After 15 years on the run, during which time he has made public appearances enjoying protection from the state and army, Bosnian Serb army general Ratko Mladic is most probably hiding in nondescript apartments in New Belgrade, a sprawling extension of Belgrade, with the help of a handful of his most loyal supporters, reads an article in The New York Times of Friday.
Quoting investigators and some of Mladic's former associates, the paper says that the diminished circumstances of the former Bosnian Serb army general, who once was protected by scores of allies and Serbian government officials, make him ripe for capture.
But a softening by several European countries on whether his arrest should be a prerequisite for Serbia's admission to the European Union is raising questions about whether he will ever face justice, reads the article.
The article examines the EU's priorities in the light of Serbia's request for EU membership and the request to arrest Mladic, and speaks warily of Belgrade's true readiness to make "the politically difficult arrest" of a man blamed for the worst ethnically motivated mass murder in Europe since World War II.
That involved the massacre of about 8,000 Muslim men and boys from the Bosnian town of Srebrenica and the three-month siege of the capital of Sarajevo, during which 10,000 people were killed, including 3,500 children.
In the name of unity and stability, should Europe put a premium on rehabilitating a battered country that became a pariah state in the Balkan wars of the 1990s or in the name of its human rights tradition, should it first require a friendly Serbian government to make the arrest, the authors of the article wonder.
One of the most effective points of pressure is withholding consideration of EU membership until Serbia produces Mladic, but there are strong indications that when European foreign ministers meet in Luxembourg next Monday, the balance would tip away from requiring an immediate arrest and that an EU admission process that would take several years could start.
"The arrest should be a number one priority," Serge Brammertz, the chief prosecutor of the International Criminal Tribunal for the former Yugoslavia in The Hague, said in an interview.
Brammertz's position is supported at present only by the Netherlands, which considers Mladic's arrest a prerequisite for the continuation of talks with Serbia.
After 15 years of hiding, the 68-year-old Mladic has gotten older, sicker and more isolated, probably moving from one nondescript apartment to another in New Belgrade, the paper says, quoting Serbian investigators as saying that Mladic's network of helpers is now probably reduced to one, possibly two most loyal supporters who are linked with the former Yugoslav People's Army and are helping Mladic the same way Bosnian Serb political leader Radovan Karadzic was helped, with 200 euros per month for food expenses, staying in 12 apartments in New Belgrade.

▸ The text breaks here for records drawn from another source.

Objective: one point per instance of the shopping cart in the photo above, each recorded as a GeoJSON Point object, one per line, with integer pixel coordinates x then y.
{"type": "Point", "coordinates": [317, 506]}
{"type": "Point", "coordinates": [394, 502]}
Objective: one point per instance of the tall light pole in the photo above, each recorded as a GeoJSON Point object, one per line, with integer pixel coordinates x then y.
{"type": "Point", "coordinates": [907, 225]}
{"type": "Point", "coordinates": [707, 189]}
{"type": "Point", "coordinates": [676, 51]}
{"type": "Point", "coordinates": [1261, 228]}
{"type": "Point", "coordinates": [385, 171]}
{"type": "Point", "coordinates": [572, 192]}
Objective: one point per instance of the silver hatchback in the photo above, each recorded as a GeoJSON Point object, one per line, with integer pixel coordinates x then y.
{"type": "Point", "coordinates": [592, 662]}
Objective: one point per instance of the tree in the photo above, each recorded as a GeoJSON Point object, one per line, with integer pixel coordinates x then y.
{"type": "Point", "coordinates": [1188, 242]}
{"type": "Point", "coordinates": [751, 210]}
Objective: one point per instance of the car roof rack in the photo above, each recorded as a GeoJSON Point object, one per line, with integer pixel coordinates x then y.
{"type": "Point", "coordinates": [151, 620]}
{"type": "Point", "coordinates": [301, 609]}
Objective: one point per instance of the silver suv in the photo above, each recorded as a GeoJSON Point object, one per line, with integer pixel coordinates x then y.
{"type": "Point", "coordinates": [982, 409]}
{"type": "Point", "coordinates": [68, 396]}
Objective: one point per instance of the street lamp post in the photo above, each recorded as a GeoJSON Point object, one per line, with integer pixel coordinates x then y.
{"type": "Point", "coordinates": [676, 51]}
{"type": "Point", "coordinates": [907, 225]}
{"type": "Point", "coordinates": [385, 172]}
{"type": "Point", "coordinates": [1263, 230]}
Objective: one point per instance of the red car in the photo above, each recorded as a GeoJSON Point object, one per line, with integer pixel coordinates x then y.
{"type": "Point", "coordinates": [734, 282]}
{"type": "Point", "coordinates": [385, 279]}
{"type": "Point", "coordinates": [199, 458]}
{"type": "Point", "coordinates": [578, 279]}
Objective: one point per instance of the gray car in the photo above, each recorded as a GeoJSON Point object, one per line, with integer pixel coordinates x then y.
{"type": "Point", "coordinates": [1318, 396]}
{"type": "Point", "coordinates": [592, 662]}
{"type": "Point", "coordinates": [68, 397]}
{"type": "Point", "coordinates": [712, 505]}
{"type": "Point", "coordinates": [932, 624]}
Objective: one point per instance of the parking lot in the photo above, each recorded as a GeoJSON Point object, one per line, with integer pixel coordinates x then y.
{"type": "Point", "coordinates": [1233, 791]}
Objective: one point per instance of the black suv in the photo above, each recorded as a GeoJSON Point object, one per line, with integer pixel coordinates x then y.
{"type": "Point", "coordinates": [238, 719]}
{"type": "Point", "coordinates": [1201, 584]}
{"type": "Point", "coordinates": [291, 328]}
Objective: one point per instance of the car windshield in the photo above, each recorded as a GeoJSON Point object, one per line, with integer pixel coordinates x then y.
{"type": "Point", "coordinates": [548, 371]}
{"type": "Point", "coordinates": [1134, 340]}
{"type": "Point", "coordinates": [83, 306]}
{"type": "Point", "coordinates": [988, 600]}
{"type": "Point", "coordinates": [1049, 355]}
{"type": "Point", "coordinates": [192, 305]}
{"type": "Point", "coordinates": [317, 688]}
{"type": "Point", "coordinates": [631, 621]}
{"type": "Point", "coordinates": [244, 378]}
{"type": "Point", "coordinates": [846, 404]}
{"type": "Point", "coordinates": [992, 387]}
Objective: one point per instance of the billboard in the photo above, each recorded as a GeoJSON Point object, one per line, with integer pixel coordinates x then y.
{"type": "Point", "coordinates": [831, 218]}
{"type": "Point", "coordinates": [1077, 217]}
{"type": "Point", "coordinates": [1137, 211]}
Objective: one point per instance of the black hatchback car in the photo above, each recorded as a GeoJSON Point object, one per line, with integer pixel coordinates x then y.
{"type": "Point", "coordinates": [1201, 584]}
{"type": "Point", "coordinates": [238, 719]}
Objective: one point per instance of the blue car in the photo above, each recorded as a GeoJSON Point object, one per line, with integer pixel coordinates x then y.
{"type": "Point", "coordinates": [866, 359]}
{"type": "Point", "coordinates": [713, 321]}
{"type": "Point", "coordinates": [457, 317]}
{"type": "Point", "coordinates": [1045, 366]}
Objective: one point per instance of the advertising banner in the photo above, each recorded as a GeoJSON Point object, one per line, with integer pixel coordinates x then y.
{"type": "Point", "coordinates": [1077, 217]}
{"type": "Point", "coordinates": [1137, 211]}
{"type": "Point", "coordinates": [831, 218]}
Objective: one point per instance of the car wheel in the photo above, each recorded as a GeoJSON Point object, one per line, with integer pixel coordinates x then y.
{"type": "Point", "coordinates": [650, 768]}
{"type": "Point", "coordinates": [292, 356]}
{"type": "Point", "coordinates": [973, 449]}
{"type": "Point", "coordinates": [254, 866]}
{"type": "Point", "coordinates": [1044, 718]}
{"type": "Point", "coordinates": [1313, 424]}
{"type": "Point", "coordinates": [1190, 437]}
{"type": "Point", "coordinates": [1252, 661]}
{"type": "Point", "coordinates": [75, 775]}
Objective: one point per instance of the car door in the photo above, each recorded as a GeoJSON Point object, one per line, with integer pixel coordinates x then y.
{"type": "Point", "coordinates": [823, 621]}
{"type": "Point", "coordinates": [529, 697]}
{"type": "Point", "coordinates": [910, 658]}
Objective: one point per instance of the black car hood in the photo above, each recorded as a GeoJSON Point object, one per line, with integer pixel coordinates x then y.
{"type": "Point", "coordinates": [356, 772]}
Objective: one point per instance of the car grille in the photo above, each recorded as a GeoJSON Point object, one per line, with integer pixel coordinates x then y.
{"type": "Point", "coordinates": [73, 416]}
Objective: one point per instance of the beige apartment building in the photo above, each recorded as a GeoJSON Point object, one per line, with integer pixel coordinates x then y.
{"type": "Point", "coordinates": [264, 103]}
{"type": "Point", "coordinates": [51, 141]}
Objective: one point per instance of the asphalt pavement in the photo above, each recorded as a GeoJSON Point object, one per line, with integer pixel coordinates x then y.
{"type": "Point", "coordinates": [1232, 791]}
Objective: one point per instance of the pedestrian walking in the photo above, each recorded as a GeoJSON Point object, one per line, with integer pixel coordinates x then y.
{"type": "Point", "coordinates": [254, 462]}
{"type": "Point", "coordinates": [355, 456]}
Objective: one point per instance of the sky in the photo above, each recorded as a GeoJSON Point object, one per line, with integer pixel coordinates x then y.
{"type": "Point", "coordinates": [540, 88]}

Serbian President Boris Tadic said in a written response to inquiries from The New York Times that the Serbian government "is doing everything in its power to find and arrest Mladic".
Given history, many analysts in Serbia and beyond remain skeptical.
Western officials detected a long-running pattern: Whenever pressure increased, the Serbs made limited concessions. When pressure receded, efforts evaporated. The authorities staged raids targeting Mladic and Karadzic through the first half of 2008, for example. But in interviews, Serbian investigators and protectors of the two men said members of Serbian state intelligence services were simultaneously watching Mladic and Karadzic in their true hiding place, far from the drama.
"This game has been going on now for five to six years," a Western diplomat said. "They are either waiting for him to die — a stroke or kidney problems — or hoping to get into the European Union without doing anything."